The spiky, upswept hairstyles now provide caricature silhouettes against a tower block or palace railing, postcards of Britain. At the time, this look seemed technically impossible to say the least, and very repulsive - though of course, like the wearing of black plastic dustbin liners, heavy mascara, Nazi insignia and gay porno T-shirts, it was all a matter of finding beauty in decay and making protest out of self-mutilation.

It was very French Romantic, with a bit of French post-Marxist social critique thrown in. To the teenager, it seemed the height of iconoclasm to go around with pupils frozen by amphetamine and cheeks hollow from hardening alienation, hair spiked from fingers plugged into a socket of alternate urban current.

Always it came back to environment. There were few punks in hot countries. In Los Angeles, for example, it took years to transplant the lifestyle credibly onto the sunny, green suburban vista. In bus shelters and concrete walkways, however, in the rain and cold, it thrived. And in places like the infamous ‘Barrier Block’ in South London, it grew into a kind of semi-permanent encampment, with timber barricades for doors and windows and crates for furniture. Like the South Bronx in New York, these punk squats became synonymous with the urban future. Punks and their habitats were the model citizens and cities of the coming post-nuclear age, according to films like Jubilee and Mad Max.

It wasn’t what entrepreneurs like Malcolm McLaren and Bernard Rhodes, or propagandists like Caroline Coon and Tony Parsons, had in mind. They were fired by a cause: tear down the old to make way for the new. They took the loudest, dumbest, least palatable rock music and used it to pile-drive rock culture to rubble. They created two camps and fanned a conflict which caught on in the national media via the antics of those four lovable carrot-tops, the Sex Pistols.

There were those who thought the past valid and the present worth building on - and those who had no past, thought the present boring and the future unclear but probably nuclear. In other words, a generation gap: the optimism of the ’60s had swung to an equally naïve pessimism. Yet this pessimism wasn’t what the instigators wanted either…

When, in 1974, a faux New York street-tough (from a good Southern family) changed his name to Richard Hell, tore his T-shirt, spiked his hair and coined the phrase ‘Blank Generation’ he was really saying something, which it has taken literature 10 years to catch up on in the nihilism of Less Than Zero, and he was saying it outside the common terms of reference.

Who knows what constitutes a good or bad torn T-shirt? This was inspiration to many. At least it wasn’t boring. It encouraged Chelsea art students to fleck their clothes with paint like a Jackson Pollock canvas. Others wore their bras in the street or their ties like a noose and everybody changed their name: Rotten, Idol, Vicious. Taking a cue from the direct social statements of reggae music, a few began to write songs about tower block life and tangled traffic systems, speaking to people for the first time about their own lives, showing them it was possible to reshape their existence from the materials at hand essentially, garbage and ingenuity.

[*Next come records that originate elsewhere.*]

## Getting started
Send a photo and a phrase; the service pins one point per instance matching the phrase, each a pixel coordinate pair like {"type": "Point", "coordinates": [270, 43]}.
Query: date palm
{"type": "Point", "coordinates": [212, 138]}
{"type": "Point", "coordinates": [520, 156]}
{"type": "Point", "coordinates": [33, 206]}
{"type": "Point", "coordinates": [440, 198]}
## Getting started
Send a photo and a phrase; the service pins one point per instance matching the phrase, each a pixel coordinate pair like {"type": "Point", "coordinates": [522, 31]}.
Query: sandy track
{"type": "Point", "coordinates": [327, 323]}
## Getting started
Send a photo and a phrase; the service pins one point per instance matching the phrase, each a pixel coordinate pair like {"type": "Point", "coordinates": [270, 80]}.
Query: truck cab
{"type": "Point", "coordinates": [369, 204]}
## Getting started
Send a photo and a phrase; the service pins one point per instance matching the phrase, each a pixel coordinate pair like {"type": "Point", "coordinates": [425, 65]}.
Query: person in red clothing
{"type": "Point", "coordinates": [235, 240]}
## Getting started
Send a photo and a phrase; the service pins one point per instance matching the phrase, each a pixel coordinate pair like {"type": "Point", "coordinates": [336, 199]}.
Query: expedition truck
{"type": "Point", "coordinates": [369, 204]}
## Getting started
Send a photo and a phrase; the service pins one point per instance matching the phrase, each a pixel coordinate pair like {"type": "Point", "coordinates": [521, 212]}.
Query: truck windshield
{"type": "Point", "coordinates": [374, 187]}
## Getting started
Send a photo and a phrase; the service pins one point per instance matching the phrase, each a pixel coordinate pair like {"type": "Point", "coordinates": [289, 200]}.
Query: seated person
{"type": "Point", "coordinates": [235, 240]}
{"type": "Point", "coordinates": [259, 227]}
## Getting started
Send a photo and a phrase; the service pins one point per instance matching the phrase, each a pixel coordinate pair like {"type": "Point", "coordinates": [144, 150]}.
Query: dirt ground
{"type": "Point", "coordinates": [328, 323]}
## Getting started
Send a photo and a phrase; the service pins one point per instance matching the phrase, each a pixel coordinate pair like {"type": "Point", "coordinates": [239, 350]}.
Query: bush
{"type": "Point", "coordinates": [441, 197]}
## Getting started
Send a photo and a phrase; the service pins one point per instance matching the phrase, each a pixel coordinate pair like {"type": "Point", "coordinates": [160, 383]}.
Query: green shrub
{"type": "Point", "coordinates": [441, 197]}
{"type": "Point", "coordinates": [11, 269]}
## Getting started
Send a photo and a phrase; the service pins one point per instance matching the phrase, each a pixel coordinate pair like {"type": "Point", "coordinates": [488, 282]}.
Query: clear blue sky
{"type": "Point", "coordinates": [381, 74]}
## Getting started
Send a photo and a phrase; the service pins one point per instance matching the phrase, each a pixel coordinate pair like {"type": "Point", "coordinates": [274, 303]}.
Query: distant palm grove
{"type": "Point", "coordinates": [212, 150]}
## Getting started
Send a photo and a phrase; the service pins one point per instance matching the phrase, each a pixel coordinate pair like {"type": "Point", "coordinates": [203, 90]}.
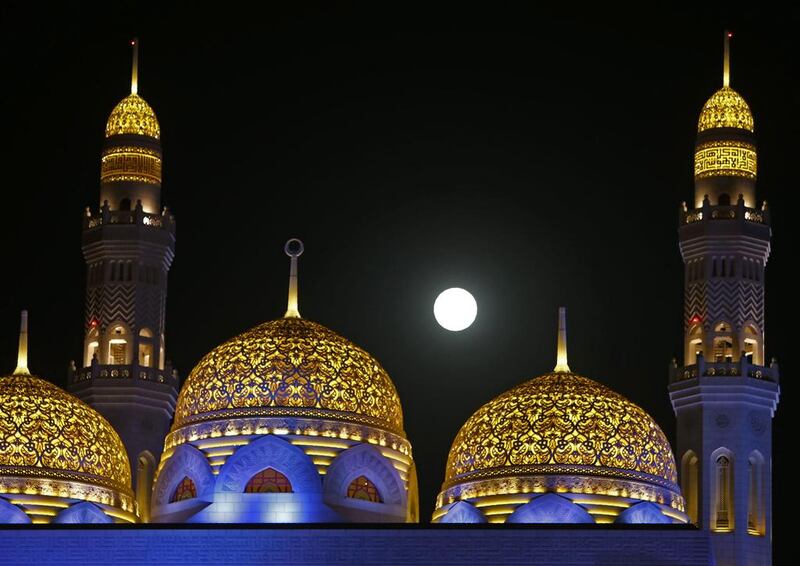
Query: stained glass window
{"type": "Point", "coordinates": [185, 490]}
{"type": "Point", "coordinates": [362, 488]}
{"type": "Point", "coordinates": [268, 481]}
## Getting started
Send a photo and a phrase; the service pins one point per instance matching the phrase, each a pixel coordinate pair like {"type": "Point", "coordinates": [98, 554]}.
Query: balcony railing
{"type": "Point", "coordinates": [166, 376]}
{"type": "Point", "coordinates": [164, 221]}
{"type": "Point", "coordinates": [733, 212]}
{"type": "Point", "coordinates": [736, 369]}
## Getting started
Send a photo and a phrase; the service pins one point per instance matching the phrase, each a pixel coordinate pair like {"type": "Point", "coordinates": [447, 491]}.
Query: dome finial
{"type": "Point", "coordinates": [561, 357]}
{"type": "Point", "coordinates": [135, 70]}
{"type": "Point", "coordinates": [294, 249]}
{"type": "Point", "coordinates": [22, 355]}
{"type": "Point", "coordinates": [726, 62]}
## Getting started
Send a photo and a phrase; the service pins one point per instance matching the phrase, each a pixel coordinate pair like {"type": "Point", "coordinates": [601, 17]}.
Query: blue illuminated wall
{"type": "Point", "coordinates": [401, 545]}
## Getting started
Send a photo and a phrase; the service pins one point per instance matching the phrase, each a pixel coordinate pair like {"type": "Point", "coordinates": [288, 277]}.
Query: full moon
{"type": "Point", "coordinates": [455, 309]}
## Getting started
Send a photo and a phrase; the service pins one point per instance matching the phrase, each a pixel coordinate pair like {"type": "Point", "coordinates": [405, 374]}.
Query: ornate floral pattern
{"type": "Point", "coordinates": [43, 429]}
{"type": "Point", "coordinates": [290, 362]}
{"type": "Point", "coordinates": [725, 109]}
{"type": "Point", "coordinates": [561, 419]}
{"type": "Point", "coordinates": [132, 115]}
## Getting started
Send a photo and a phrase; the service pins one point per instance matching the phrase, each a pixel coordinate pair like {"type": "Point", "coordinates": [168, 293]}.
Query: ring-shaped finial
{"type": "Point", "coordinates": [294, 247]}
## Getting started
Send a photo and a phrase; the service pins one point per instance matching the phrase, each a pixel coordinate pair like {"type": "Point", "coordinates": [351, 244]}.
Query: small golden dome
{"type": "Point", "coordinates": [559, 421]}
{"type": "Point", "coordinates": [725, 109]}
{"type": "Point", "coordinates": [133, 116]}
{"type": "Point", "coordinates": [49, 434]}
{"type": "Point", "coordinates": [290, 367]}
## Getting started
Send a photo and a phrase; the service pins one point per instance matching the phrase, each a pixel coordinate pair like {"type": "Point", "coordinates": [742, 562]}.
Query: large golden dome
{"type": "Point", "coordinates": [132, 115]}
{"type": "Point", "coordinates": [290, 367]}
{"type": "Point", "coordinates": [560, 422]}
{"type": "Point", "coordinates": [46, 432]}
{"type": "Point", "coordinates": [725, 109]}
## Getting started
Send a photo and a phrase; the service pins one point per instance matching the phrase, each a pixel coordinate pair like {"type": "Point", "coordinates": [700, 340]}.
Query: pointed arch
{"type": "Point", "coordinates": [364, 460]}
{"type": "Point", "coordinates": [463, 512]}
{"type": "Point", "coordinates": [10, 514]}
{"type": "Point", "coordinates": [723, 511]}
{"type": "Point", "coordinates": [269, 452]}
{"type": "Point", "coordinates": [186, 461]}
{"type": "Point", "coordinates": [84, 513]}
{"type": "Point", "coordinates": [550, 508]}
{"type": "Point", "coordinates": [755, 493]}
{"type": "Point", "coordinates": [690, 484]}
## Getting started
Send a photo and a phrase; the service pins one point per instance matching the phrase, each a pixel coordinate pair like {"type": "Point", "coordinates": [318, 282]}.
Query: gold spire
{"type": "Point", "coordinates": [561, 358]}
{"type": "Point", "coordinates": [22, 356]}
{"type": "Point", "coordinates": [294, 249]}
{"type": "Point", "coordinates": [135, 70]}
{"type": "Point", "coordinates": [726, 62]}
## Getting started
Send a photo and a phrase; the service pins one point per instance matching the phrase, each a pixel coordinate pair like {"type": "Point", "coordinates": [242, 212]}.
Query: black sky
{"type": "Point", "coordinates": [538, 166]}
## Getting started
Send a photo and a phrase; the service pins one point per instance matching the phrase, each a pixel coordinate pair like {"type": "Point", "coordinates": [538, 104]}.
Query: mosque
{"type": "Point", "coordinates": [290, 422]}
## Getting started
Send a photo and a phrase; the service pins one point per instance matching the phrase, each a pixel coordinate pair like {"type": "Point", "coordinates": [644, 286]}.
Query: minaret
{"type": "Point", "coordinates": [128, 246]}
{"type": "Point", "coordinates": [725, 394]}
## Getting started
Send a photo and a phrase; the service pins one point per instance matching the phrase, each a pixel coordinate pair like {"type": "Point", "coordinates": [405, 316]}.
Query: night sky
{"type": "Point", "coordinates": [538, 166]}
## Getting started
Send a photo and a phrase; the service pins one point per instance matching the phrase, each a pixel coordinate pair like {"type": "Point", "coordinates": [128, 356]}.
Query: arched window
{"type": "Point", "coordinates": [690, 478]}
{"type": "Point", "coordinates": [268, 481]}
{"type": "Point", "coordinates": [118, 346]}
{"type": "Point", "coordinates": [185, 490]}
{"type": "Point", "coordinates": [755, 500]}
{"type": "Point", "coordinates": [362, 488]}
{"type": "Point", "coordinates": [723, 502]}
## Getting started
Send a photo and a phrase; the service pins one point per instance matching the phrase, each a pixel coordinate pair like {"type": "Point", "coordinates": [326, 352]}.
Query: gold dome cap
{"type": "Point", "coordinates": [52, 443]}
{"type": "Point", "coordinates": [132, 115]}
{"type": "Point", "coordinates": [725, 109]}
{"type": "Point", "coordinates": [290, 367]}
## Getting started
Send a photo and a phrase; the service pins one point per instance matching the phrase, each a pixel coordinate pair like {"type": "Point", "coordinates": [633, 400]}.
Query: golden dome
{"type": "Point", "coordinates": [133, 116]}
{"type": "Point", "coordinates": [47, 433]}
{"type": "Point", "coordinates": [560, 423]}
{"type": "Point", "coordinates": [290, 367]}
{"type": "Point", "coordinates": [725, 109]}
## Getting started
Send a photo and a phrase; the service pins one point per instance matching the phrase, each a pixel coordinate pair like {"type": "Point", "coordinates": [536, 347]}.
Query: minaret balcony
{"type": "Point", "coordinates": [125, 372]}
{"type": "Point", "coordinates": [740, 368]}
{"type": "Point", "coordinates": [722, 212]}
{"type": "Point", "coordinates": [119, 217]}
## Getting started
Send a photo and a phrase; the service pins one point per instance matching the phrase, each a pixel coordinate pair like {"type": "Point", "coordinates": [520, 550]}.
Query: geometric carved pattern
{"type": "Point", "coordinates": [732, 300]}
{"type": "Point", "coordinates": [363, 460]}
{"type": "Point", "coordinates": [290, 362]}
{"type": "Point", "coordinates": [45, 429]}
{"type": "Point", "coordinates": [130, 163]}
{"type": "Point", "coordinates": [111, 303]}
{"type": "Point", "coordinates": [725, 158]}
{"type": "Point", "coordinates": [725, 109]}
{"type": "Point", "coordinates": [561, 419]}
{"type": "Point", "coordinates": [132, 115]}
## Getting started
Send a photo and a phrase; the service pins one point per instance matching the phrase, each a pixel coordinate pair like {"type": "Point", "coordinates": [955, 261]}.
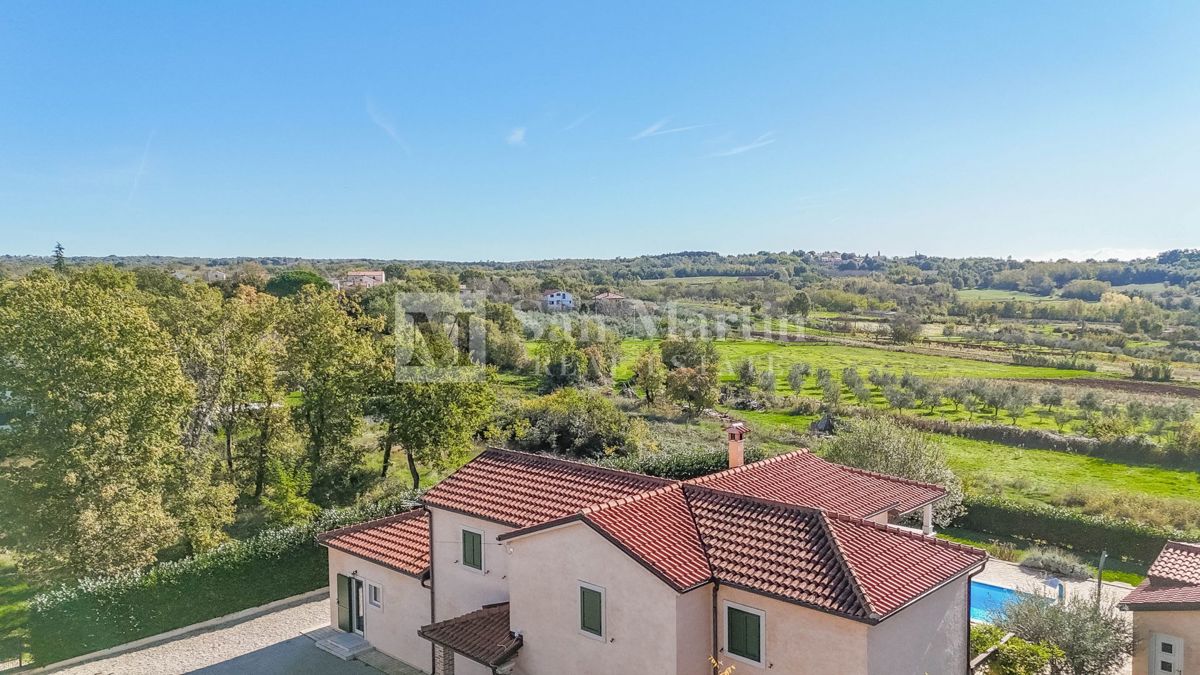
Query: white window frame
{"type": "Point", "coordinates": [604, 613]}
{"type": "Point", "coordinates": [483, 550]}
{"type": "Point", "coordinates": [375, 590]}
{"type": "Point", "coordinates": [762, 633]}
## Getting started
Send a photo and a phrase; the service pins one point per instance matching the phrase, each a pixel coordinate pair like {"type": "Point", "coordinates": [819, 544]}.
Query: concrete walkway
{"type": "Point", "coordinates": [1012, 575]}
{"type": "Point", "coordinates": [270, 644]}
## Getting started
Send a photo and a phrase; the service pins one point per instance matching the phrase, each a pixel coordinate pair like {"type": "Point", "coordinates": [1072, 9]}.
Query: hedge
{"type": "Point", "coordinates": [1065, 527]}
{"type": "Point", "coordinates": [96, 614]}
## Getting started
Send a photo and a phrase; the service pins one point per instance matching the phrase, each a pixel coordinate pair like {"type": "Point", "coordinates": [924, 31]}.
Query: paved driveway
{"type": "Point", "coordinates": [270, 644]}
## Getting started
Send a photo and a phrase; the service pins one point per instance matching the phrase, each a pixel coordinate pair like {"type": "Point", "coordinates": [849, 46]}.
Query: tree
{"type": "Point", "coordinates": [1095, 637]}
{"type": "Point", "coordinates": [291, 282]}
{"type": "Point", "coordinates": [883, 446]}
{"type": "Point", "coordinates": [904, 328]}
{"type": "Point", "coordinates": [96, 398]}
{"type": "Point", "coordinates": [433, 422]}
{"type": "Point", "coordinates": [330, 359]}
{"type": "Point", "coordinates": [563, 362]}
{"type": "Point", "coordinates": [797, 375]}
{"type": "Point", "coordinates": [60, 258]}
{"type": "Point", "coordinates": [649, 375]}
{"type": "Point", "coordinates": [748, 375]}
{"type": "Point", "coordinates": [694, 388]}
{"type": "Point", "coordinates": [799, 304]}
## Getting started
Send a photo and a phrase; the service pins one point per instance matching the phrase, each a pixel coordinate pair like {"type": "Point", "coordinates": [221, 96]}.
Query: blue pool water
{"type": "Point", "coordinates": [988, 599]}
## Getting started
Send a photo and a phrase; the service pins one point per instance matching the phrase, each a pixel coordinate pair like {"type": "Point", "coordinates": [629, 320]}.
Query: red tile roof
{"type": "Point", "coordinates": [521, 489]}
{"type": "Point", "coordinates": [803, 478]}
{"type": "Point", "coordinates": [400, 542]}
{"type": "Point", "coordinates": [483, 635]}
{"type": "Point", "coordinates": [834, 562]}
{"type": "Point", "coordinates": [1173, 581]}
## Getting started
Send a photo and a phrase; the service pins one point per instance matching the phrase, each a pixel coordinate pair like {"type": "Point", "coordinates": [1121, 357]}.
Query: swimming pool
{"type": "Point", "coordinates": [988, 599]}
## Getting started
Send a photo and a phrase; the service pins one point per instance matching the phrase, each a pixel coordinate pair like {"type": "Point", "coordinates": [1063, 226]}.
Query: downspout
{"type": "Point", "coordinates": [715, 662]}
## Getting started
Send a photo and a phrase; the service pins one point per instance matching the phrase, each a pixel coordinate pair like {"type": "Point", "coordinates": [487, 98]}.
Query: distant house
{"type": "Point", "coordinates": [1167, 613]}
{"type": "Point", "coordinates": [533, 565]}
{"type": "Point", "coordinates": [363, 279]}
{"type": "Point", "coordinates": [557, 299]}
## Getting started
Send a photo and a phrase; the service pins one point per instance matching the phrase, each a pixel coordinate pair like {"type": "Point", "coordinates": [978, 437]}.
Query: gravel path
{"type": "Point", "coordinates": [263, 645]}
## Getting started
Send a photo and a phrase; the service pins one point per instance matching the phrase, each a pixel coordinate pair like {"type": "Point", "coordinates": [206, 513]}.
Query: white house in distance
{"type": "Point", "coordinates": [538, 566]}
{"type": "Point", "coordinates": [363, 279]}
{"type": "Point", "coordinates": [556, 299]}
{"type": "Point", "coordinates": [1167, 613]}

The idea was to place the means of entertainment what we now call lifestyle - back in the hands of the consumer. It came equally from Andy Warhol, Guy Debord and Iggy and the Stooges. For a while it was possible to say: this is valid because I feel it. And to say: capitalism enslaves with spectacle, so it can be fought with spectacle, by placing an image of starvation between the breasts of a page-three girl, or a safety-pin through the nose of the Queen.

That was punk. Everything that came after: the molecular graphic style of Barney Bubbles, the hits, misses, rip-offs, recriminations, the improved hair gel and pointed shoes, the experimental videos and pop marketing tools, the Elvis Costello albums and underground movies about junkies, the junkies and vampires themselves, the re-examination 10 years later, the historical context, the subsequent careers of most of the principals and many of the fans … All of that is New Wave.